Adam, pazarın cami tarafındaki girişinde duruyordu. Kendinin miydi, arkada duran kamyon, başka bir satıcıya mı aitti, belli değildi. Yere serilmiş naylon üzerine dökülmüş bir iki çuval patates ve soğanın başında ellerini oğuşturarak bekliyordu. Aynı naylonun üzerinde de yarım yarım üç- dört çuval duruyordu. Güneşli bir havadan sonra başlayıp çoluk çocuğu heyecana boğan aceleci kar durmuş, arkasından yağan şakır şakır yağmur da yerini seyrek damlalara bırakmıştı. Meyve kasalarının bazılarının üzerinde hâlâ kar duruyordu.
Müşteriler yağmurdan korunmaya çalışarak tezgahları tarayıp ürünlerin en kalitelisini ve de en hesaplısını alma telaşındaydılar. Sakinleşen yağmurun tekrar bardaktan boşanırcasına yağmayacağının garantisi yoktu. Pazarcı esnaftaki durgunluk herkese yansısa da, karısıyla beraber tezgahını açan Delibozuk, esprili çığırtkanlığından kaybetmemişti: "Bak şu baldırcanlara, domatislere ablam! Ebem ölsün taze değilse! Organik bunlar, organik! Gaynanam öldü, daha cenazesini galdıracam, acelem var; bedavaya satıyom, haydi!"

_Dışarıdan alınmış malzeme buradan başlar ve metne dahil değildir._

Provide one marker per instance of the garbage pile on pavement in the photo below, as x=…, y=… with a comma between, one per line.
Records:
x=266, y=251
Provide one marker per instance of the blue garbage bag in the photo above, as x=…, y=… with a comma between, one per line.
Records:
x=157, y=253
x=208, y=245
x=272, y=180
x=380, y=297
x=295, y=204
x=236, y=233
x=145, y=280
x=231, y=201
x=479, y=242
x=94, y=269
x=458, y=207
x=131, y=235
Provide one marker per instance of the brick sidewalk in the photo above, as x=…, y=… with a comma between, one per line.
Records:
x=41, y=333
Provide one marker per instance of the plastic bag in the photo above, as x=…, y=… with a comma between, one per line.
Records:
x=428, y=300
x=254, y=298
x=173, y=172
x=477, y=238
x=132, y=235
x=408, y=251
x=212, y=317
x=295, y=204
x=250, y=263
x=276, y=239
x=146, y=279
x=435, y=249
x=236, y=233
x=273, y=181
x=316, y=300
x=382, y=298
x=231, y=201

Bir yandan tezgahların üzerine açılan brandaların üzerinden akan sulardan korunmaya çalışarak, diğer yandan minik göllere dalmadan alışverişini bitirmek için büyük ustalık gerekiyordu. Gözü tezgâhları tararken, elindeki alışveriş arabasının birine mi çarptığı, üzerine su mu sıçrattığını umursamayanlardan sakınmak ise daha büyük dikkat istiyordu.

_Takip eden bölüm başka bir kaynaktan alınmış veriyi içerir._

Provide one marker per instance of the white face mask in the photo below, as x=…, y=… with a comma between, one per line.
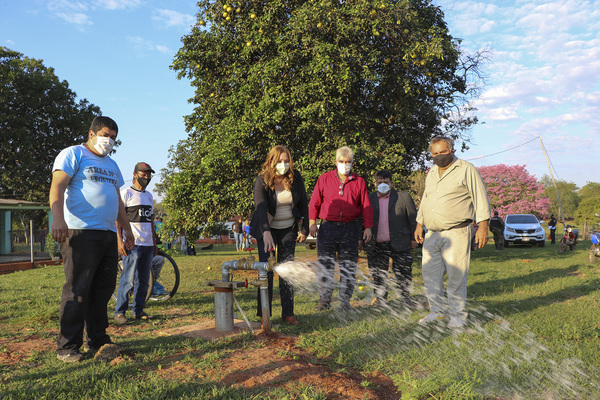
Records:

Bir elini oğuşturan, ayaklarının üzerinde ağırdan yaylanarak ısınmaya çalışan adama, bir yerdeki patateslere, soğanlara baktım. Adam mı daha zavallı görünüyordu, satmaya çalıştıkları mı, belli değildi. Hiç değilse bir- kaç kilo almak istedim, ama bu havada arabaya kadar gidip elimdeki torbaları bırakıp tekrar pazarın öbür ucuna gelmeyi de gözüm kesmedi.

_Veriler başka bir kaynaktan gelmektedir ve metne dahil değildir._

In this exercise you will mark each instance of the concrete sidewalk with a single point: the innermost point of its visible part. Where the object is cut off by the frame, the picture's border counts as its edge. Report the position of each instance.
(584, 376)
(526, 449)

Yazmaya niyetlenip de tembelliğime kurban ettiğim pek çok olay gibi, bu da aklıma geldikçe içimde bir yerleri sızlatarak öylece kalıp gidecekti: Sabahın erkeninden kış ikindisine kadar otuz liralık satış yapabilmiş ve alacaklısı iş yerinde yakasına yapışmış adamın hikâyesi... Neler düşünmedim ki, şu kış gününde...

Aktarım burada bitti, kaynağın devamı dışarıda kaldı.